Retry and Idempotency for Webhook Delivery

Webhook delivery is fundamentally at-least-once: the sender retries until it sees a success response, which means a receiver that processes an event but fails to reply in time will get the same event again. If your handler charges a card or sends an email on every delivery, those duplicates become double charges. The fix is a documented retry policy plus an idempotency key the consumer uses to deduplicate. This guide shows how to express both in OpenAPI 3.1 and build the consumer-side logic. It is part of the Webhook & Callback Definitions section and the broader OpenAPI & AsyncAPI Schema Authoring framework.

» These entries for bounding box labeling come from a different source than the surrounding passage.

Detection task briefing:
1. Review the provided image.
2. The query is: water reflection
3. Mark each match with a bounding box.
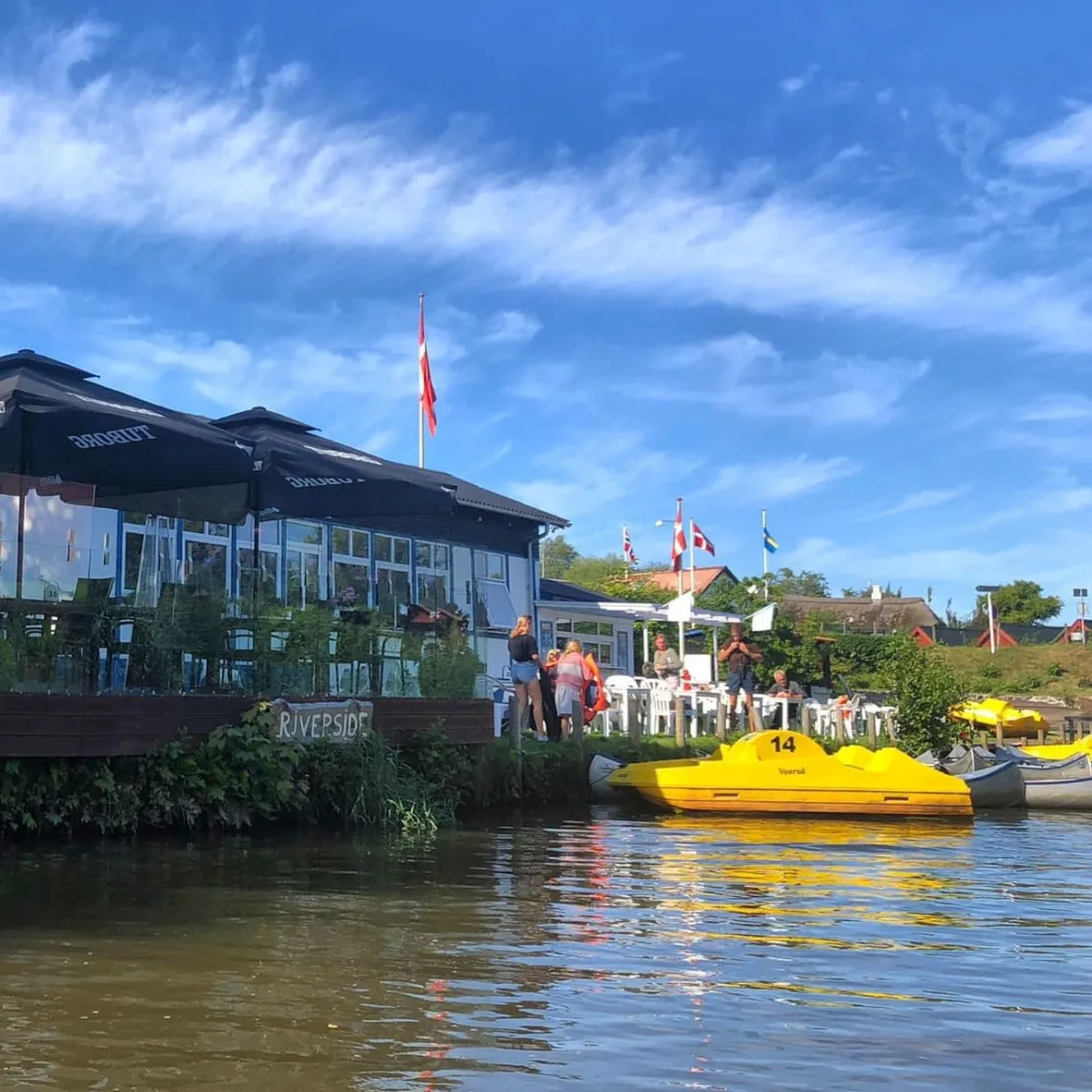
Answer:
[0,812,1092,1092]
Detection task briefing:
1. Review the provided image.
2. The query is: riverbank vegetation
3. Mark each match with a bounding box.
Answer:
[0,704,716,837]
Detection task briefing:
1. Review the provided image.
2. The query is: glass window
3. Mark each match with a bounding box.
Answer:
[474,579,516,629]
[285,549,320,607]
[236,548,278,610]
[474,549,507,579]
[376,566,409,625]
[417,573,455,610]
[451,546,474,620]
[183,539,227,595]
[285,519,326,546]
[334,562,371,607]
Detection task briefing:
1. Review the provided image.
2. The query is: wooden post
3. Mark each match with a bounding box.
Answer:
[626,691,643,744]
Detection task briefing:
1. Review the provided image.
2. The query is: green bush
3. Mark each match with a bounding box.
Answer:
[887,638,966,755]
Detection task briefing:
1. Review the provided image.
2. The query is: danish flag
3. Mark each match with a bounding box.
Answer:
[417,294,436,436]
[691,519,716,557]
[672,497,686,573]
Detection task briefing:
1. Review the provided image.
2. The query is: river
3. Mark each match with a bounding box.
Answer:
[0,811,1092,1092]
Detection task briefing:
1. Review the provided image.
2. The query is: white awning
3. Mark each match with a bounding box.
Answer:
[535,599,743,626]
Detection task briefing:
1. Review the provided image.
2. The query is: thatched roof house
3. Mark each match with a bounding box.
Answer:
[778,595,941,634]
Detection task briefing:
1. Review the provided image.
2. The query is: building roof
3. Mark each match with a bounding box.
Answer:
[538,576,625,603]
[778,595,940,633]
[634,565,738,597]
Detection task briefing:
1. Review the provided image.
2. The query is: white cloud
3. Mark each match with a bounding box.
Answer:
[1004,105,1092,172]
[618,334,930,425]
[781,64,819,97]
[0,24,1092,350]
[880,486,969,516]
[701,455,861,504]
[482,311,543,345]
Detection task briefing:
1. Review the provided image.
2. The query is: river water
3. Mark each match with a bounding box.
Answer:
[0,811,1092,1092]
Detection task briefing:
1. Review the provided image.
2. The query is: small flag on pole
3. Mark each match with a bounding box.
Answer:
[417,295,436,436]
[672,497,686,573]
[691,519,716,557]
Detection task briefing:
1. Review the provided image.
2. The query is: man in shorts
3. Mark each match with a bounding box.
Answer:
[716,623,762,727]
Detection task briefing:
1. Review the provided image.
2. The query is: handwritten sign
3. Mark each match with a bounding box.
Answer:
[273,698,375,744]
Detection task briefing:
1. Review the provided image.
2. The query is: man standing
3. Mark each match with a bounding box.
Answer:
[716,623,762,727]
[652,634,683,681]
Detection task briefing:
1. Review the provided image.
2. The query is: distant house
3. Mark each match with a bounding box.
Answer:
[634,565,739,598]
[778,595,940,634]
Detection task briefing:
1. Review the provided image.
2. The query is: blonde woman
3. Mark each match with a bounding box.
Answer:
[554,641,592,739]
[508,615,546,739]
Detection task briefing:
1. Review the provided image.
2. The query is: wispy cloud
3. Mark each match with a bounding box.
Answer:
[618,334,930,425]
[701,455,861,504]
[482,311,543,345]
[880,486,969,516]
[0,23,1092,350]
[781,64,819,97]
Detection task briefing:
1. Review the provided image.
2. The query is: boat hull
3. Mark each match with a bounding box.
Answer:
[609,732,973,817]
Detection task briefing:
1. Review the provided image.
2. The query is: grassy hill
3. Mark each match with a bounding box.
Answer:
[938,644,1092,705]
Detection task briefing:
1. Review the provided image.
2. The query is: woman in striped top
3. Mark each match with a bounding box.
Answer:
[554,641,592,739]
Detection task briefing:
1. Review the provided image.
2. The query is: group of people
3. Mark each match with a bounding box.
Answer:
[508,615,593,741]
[508,615,804,739]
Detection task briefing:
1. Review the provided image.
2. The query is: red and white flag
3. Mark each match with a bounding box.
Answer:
[691,519,716,557]
[417,294,436,436]
[672,497,686,573]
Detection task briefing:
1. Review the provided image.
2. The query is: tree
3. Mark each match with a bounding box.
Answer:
[889,637,966,756]
[974,579,1062,626]
[540,535,579,579]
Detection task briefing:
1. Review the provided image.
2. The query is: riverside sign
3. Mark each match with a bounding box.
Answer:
[272,698,375,744]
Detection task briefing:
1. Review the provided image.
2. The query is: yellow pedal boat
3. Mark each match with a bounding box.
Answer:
[947,698,1050,736]
[606,732,972,816]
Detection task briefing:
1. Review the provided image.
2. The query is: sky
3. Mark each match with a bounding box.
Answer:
[0,0,1092,617]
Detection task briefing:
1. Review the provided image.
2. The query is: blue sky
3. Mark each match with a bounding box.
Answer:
[0,0,1092,615]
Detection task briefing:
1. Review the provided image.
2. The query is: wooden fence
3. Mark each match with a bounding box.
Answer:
[0,694,494,758]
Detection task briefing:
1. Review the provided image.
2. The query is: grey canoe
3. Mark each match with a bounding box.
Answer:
[996,747,1092,812]
[587,755,626,801]
[917,747,1024,812]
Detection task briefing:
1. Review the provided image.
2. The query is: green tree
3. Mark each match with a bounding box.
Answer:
[887,637,966,755]
[540,535,579,579]
[974,579,1062,626]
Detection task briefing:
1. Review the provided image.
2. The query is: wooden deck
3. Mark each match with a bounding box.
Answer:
[0,694,494,758]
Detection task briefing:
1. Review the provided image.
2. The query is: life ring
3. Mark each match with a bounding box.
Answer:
[584,652,610,724]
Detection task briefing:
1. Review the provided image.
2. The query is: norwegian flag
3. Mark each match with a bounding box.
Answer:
[691,519,716,557]
[417,292,436,436]
[672,497,686,573]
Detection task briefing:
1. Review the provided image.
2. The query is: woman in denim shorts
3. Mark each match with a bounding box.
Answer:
[508,615,546,739]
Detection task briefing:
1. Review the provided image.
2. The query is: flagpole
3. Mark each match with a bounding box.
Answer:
[762,508,770,602]
[417,291,425,469]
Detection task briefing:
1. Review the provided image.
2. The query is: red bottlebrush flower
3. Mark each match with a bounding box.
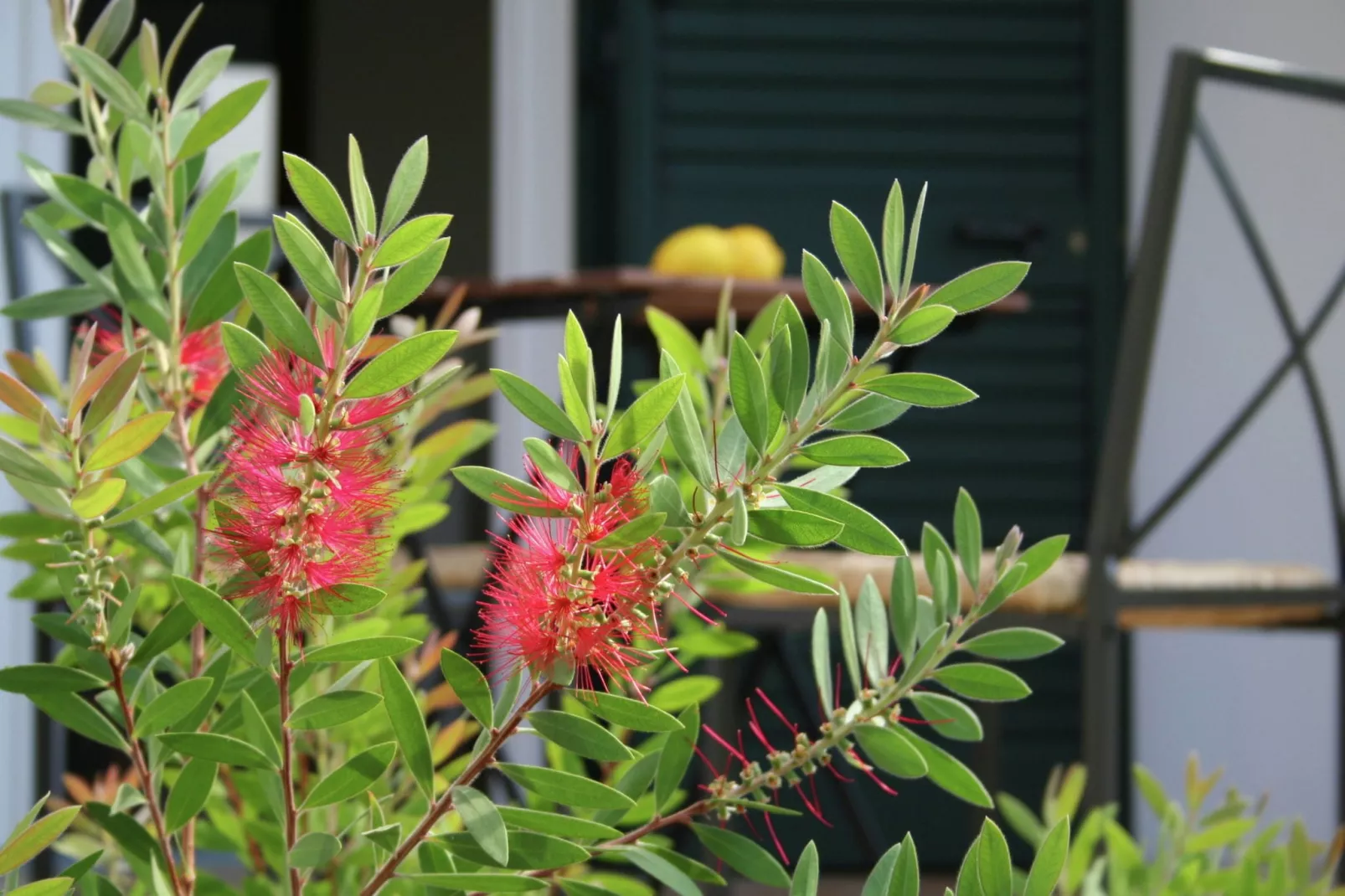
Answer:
[80,310,229,413]
[477,446,663,687]
[211,342,397,634]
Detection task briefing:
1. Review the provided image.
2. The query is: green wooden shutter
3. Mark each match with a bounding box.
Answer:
[616,0,1119,538]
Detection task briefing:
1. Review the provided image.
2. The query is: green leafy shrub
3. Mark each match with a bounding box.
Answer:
[0,0,1068,896]
[995,754,1345,896]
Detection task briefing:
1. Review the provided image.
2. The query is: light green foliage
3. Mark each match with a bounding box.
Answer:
[995,754,1345,896]
[0,0,1059,896]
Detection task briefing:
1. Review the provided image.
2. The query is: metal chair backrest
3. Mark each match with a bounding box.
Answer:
[1088,49,1345,584]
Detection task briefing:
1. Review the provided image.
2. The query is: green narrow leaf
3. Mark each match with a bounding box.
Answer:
[854,723,930,778]
[378,657,435,799]
[85,410,173,471]
[62,43,147,121]
[0,806,80,874]
[859,373,977,408]
[1023,816,1069,896]
[286,690,384,730]
[654,703,701,807]
[451,466,561,517]
[837,585,863,699]
[894,728,995,809]
[888,557,916,663]
[883,180,906,301]
[1018,535,1069,588]
[136,678,214,737]
[748,507,845,548]
[602,374,686,459]
[173,46,234,111]
[0,663,107,694]
[892,304,957,346]
[187,229,271,331]
[791,250,854,359]
[495,763,635,810]
[606,315,624,421]
[271,215,344,320]
[832,202,886,315]
[342,330,457,399]
[373,214,453,268]
[691,825,790,889]
[729,488,750,546]
[854,576,892,683]
[0,439,66,488]
[952,488,982,592]
[644,306,710,374]
[621,847,701,896]
[859,843,901,896]
[977,818,1013,896]
[934,663,1032,703]
[899,183,930,296]
[238,690,281,768]
[0,100,85,137]
[439,647,495,729]
[961,628,1065,659]
[347,135,378,237]
[575,690,682,734]
[499,806,621,840]
[234,261,327,370]
[219,320,271,373]
[799,433,910,466]
[776,484,906,557]
[159,730,275,768]
[304,741,397,809]
[977,563,1028,616]
[289,830,340,868]
[0,286,107,320]
[378,237,449,317]
[925,261,1032,315]
[104,472,215,528]
[729,332,773,453]
[888,832,920,896]
[812,608,835,716]
[790,840,817,896]
[453,785,508,867]
[173,576,255,662]
[178,171,238,268]
[528,709,633,761]
[304,635,420,665]
[281,152,357,246]
[491,368,586,443]
[378,137,429,237]
[906,690,985,743]
[176,80,271,162]
[667,376,714,488]
[719,550,837,595]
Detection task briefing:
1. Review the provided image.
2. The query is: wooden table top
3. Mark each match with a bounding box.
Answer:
[418,266,1030,320]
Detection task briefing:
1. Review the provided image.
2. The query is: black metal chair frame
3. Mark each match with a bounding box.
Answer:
[1083,49,1345,806]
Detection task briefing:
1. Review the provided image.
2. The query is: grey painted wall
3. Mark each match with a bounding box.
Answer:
[1130,0,1345,838]
[0,0,67,830]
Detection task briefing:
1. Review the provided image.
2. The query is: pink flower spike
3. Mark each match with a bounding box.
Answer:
[701,723,750,765]
[756,687,799,734]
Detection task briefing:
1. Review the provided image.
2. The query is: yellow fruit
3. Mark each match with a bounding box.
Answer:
[650,224,733,275]
[728,224,784,280]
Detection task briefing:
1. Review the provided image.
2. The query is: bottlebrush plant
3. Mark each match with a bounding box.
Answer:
[0,0,1068,896]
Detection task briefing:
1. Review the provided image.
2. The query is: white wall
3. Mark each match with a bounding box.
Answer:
[0,0,67,830]
[1130,0,1345,840]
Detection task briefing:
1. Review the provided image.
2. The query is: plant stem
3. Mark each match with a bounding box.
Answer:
[524,610,979,878]
[359,681,559,896]
[276,627,304,896]
[107,651,188,896]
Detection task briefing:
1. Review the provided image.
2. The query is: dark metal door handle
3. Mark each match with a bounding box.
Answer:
[954,220,1046,255]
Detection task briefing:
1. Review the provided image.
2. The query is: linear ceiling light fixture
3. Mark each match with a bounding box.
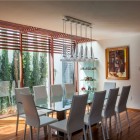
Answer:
[61,16,94,61]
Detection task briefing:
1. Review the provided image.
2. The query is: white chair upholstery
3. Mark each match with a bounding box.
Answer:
[65,84,75,99]
[102,88,119,139]
[33,85,52,114]
[51,84,63,103]
[15,87,49,135]
[49,94,88,140]
[20,94,57,140]
[115,86,131,131]
[104,82,116,98]
[84,91,106,140]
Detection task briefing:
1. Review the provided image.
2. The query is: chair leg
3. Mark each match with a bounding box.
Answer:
[88,125,92,140]
[44,126,47,137]
[109,117,111,127]
[37,127,40,140]
[126,110,130,127]
[101,121,105,140]
[30,126,33,140]
[105,118,109,139]
[114,114,119,134]
[68,134,71,140]
[83,127,87,140]
[48,126,52,140]
[24,123,27,140]
[16,115,19,135]
[117,113,122,132]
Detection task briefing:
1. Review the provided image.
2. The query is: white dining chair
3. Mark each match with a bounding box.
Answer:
[64,84,76,99]
[33,85,53,116]
[15,87,49,135]
[102,88,119,139]
[103,82,116,98]
[84,91,106,140]
[115,85,131,131]
[49,94,88,140]
[20,93,57,140]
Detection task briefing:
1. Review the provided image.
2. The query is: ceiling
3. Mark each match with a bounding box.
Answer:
[0,0,140,40]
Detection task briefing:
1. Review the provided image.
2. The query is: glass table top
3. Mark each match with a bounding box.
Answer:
[36,94,93,112]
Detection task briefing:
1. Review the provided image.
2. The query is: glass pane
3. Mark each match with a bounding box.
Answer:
[0,50,20,115]
[23,52,49,93]
[54,54,74,84]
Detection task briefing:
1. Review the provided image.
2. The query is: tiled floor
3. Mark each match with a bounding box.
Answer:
[0,111,140,140]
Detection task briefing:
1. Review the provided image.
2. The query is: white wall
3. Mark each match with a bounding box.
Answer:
[94,35,140,109]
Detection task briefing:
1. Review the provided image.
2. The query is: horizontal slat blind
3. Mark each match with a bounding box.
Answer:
[22,33,50,53]
[0,27,20,50]
[53,38,75,53]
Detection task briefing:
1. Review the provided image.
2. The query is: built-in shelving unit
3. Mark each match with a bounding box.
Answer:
[78,58,97,98]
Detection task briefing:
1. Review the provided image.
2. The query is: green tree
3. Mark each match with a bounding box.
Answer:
[1,50,10,81]
[32,52,40,86]
[40,53,48,85]
[1,50,11,112]
[11,51,19,88]
[23,52,32,87]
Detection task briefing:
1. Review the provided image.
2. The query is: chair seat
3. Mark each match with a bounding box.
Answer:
[49,119,67,133]
[19,114,26,118]
[39,116,58,127]
[37,109,53,116]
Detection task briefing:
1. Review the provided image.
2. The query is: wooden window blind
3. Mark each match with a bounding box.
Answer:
[0,27,20,50]
[22,33,50,53]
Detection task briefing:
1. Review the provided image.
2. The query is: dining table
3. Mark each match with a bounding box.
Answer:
[36,93,93,121]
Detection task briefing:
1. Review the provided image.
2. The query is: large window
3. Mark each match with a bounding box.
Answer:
[0,27,74,117]
[23,52,50,93]
[0,28,19,114]
[54,54,74,84]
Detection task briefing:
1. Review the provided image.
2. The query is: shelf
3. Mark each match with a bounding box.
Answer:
[60,58,97,62]
[80,79,96,82]
[80,67,96,70]
[80,88,96,92]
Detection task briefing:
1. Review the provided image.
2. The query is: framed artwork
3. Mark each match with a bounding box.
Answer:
[105,47,129,80]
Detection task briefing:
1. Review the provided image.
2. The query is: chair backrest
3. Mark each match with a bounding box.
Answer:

By the end you will have a spec fragment documenting the contract and a receiver that processes each event exactly once.

Webhook retry and idempotent deduplication The sender retries a delivery with exponential backoff. The consumer looks up the idempotency key, skips the side effect on a duplicate, and acknowledges with 200 to stop further retries. Sender retry 1s,2s,4s… Idempotency-Key Consumer key seen? new → process apply side effect duplicate → skip no side effect both paths return 200 to stop retries

Problem & Context

Networks fail, processes restart, and timeouts fire. To deliver reliably, webhook senders adopt at-least-once semantics: keep retrying a delivery on a backoff schedule until the receiver returns a success code or the retry budget runs out. That guarantee is valuable, but it pushes a hard requirement onto the consumer. Consider the race that bites every team eventually: your handler inserts an order, commits, then the load balancer kills the connection before the 200 reaches the sender. The sender, seeing no acknowledgment, retries — and now you have two orders for one event.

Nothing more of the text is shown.